In a land led by large-capitalization tech stocks, it’s easy for the little guys to get swept under the rug. Such, I suspect, has been the sentiment surrounding Twitter (NYSE:TWTR). That’s one reason why its ascent has flown under the radar. But with Monday’s clearing of $40 pushing the bluebird to a new 10-month high, bulls can’t ignore TWTR stock any longer.
Today we’re taking a closer look at Twitter’s flight path to discover why the next stop could be $45. Then, I’ll share my favorite options strategy for exploiting the continued advance.
The Messy Tale of Twitter’s Stock Chart
All it takes is a single glance at Twitter’s weekly chart to discover why its popularity hasn’t risen to the level of Facebook (NASDAQ:FB) or Alphabet (NASDAQ:GOOGL, NASDAQ:GOOG) for traders. The price action has been a choppy mess for over two years. We’ve seen multiple attempts to start a trend, but all of them proved fleeting. Once we drill down to the daily time frame, you’ll discover there are gaps galore littering the landscape. This type of chaotic nonsense leaves spectators skittish and unwilling to leave the safety of the sidelines.
The weekly moving averages echo the sideways trajectory of TWTR stock’s trend. The 50-week moving average is falling while the 200-week reading is rising ever so slightly. If you’re looking for a silver lining, it’s the ascending 20-week. Believer it or not, Twitter has doubled off the March lows, pulling the weekly trend higher with it. The next major resistance pivot is around $45, making it the logical upside target.
As usual, the daily view provides greater detail to Twitter’s breakout. The doubling since March has been powerful enough to turn the trend across all time frames higher. In other words, with the 20-day, 50-day, and 200-day moving averages climbing, the trends from short-term to long-term are pushing northbound. It’s the type of posture that should have trend traders finally warming up to Twitter.
When analyzing breakouts, traders like to apply a few filters to gauge how likely the resistance breach is to stick. One of them is volume. The more buyers that swarm, the better. Monday saw the number of shares changing hands swell past 20 million, officially notching the highest accumulation day we’ve seen since July’s earnings report. I take that as a good sign, one that increases the chances that we see further follow-through.
A Pair of TWTR Stock Option Plays
The beauty of the options market is it provides unlimited paths to play. In the case of Twitter’s breakout, I see two strategies that interest me. One offers higher odds of success with a modest margin of error. The other strikes a more directional tone. What you sacrifice in probability is made up by potential profitability.
The first trade is selling an out-of-the-money put option. Consider it a bet that the breakout holds, and we remain above $37 for the next month.
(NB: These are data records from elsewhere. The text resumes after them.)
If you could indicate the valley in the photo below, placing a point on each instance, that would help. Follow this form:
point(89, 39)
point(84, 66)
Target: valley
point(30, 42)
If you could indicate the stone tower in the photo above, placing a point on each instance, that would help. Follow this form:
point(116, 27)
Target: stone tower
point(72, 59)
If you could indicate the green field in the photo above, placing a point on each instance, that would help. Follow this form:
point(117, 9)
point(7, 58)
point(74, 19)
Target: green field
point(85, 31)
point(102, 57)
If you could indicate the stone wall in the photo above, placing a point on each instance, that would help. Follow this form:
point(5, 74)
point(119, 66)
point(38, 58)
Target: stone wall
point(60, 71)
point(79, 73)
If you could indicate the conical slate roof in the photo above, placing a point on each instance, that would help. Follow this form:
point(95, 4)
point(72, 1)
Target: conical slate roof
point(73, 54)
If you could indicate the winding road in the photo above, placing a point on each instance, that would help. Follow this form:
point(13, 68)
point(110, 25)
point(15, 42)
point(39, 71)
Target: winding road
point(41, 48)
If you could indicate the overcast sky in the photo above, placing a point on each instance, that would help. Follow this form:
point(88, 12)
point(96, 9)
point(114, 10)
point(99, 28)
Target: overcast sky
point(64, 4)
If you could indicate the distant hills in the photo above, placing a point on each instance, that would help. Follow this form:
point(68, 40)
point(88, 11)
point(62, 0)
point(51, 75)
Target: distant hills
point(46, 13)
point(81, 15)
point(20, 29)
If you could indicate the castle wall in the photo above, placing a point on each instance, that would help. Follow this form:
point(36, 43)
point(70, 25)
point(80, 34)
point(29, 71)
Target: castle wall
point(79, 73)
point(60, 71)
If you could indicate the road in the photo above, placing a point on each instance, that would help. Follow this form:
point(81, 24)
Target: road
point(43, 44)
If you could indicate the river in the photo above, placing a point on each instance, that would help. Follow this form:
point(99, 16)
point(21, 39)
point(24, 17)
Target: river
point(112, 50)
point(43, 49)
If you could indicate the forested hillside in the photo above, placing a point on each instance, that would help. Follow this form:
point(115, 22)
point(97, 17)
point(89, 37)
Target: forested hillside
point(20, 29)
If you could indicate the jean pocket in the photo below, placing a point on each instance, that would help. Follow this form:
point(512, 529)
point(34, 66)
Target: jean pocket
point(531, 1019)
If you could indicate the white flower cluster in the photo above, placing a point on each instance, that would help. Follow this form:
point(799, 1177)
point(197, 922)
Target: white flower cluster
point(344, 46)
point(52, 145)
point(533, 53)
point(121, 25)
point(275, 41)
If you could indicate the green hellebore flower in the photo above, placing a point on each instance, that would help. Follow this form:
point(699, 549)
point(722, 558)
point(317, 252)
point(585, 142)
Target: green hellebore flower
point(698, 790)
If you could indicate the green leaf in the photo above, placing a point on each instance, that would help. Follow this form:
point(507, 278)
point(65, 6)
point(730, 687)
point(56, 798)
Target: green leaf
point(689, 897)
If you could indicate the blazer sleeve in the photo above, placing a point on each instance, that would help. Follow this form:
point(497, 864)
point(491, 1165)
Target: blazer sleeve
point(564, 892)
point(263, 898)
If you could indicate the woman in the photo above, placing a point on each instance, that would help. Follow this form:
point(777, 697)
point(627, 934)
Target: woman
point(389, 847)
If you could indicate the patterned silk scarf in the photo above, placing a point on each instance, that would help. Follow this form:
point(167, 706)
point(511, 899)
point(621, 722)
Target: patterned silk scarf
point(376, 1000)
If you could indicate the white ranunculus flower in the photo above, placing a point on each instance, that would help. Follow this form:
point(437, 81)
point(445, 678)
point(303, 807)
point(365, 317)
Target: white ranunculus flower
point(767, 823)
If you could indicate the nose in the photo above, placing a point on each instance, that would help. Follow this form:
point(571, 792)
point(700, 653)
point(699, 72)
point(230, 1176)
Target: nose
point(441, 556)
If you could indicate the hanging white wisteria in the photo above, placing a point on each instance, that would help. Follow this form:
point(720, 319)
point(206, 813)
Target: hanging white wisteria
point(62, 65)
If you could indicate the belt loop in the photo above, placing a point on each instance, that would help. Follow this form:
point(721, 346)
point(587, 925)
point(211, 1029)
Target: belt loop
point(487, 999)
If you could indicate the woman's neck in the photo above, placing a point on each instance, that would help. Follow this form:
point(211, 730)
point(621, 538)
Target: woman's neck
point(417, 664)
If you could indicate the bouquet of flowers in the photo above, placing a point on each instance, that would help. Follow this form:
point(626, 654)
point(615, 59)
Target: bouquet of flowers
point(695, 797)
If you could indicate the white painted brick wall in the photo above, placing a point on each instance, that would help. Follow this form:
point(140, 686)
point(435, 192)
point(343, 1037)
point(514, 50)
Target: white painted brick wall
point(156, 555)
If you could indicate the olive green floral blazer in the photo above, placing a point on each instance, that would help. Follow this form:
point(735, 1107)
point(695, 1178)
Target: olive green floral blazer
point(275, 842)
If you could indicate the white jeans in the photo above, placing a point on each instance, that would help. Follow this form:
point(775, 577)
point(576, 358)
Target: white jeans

Trade One: Sell the Sep $37 put for 60 cents.
The initial margin required should be around $450. You will capture the max reward of $60 per contract if the put expires worthless. That’s approximately a 13% return. If it sits in-the-money at expiration, then you’ll be obligated to buy 100 shares at $36.40. You can either allow assignment and purchase shares or exit the trade if TWTR stock breaks below $37.
The second trade is a bull call diagonal. It doesn’t have as high of a probability of profit as the naked put, but the potential return on investment is far better.
Trade Two: Buy the Oct $38 call while selling the Sep $42 call for around $2.95.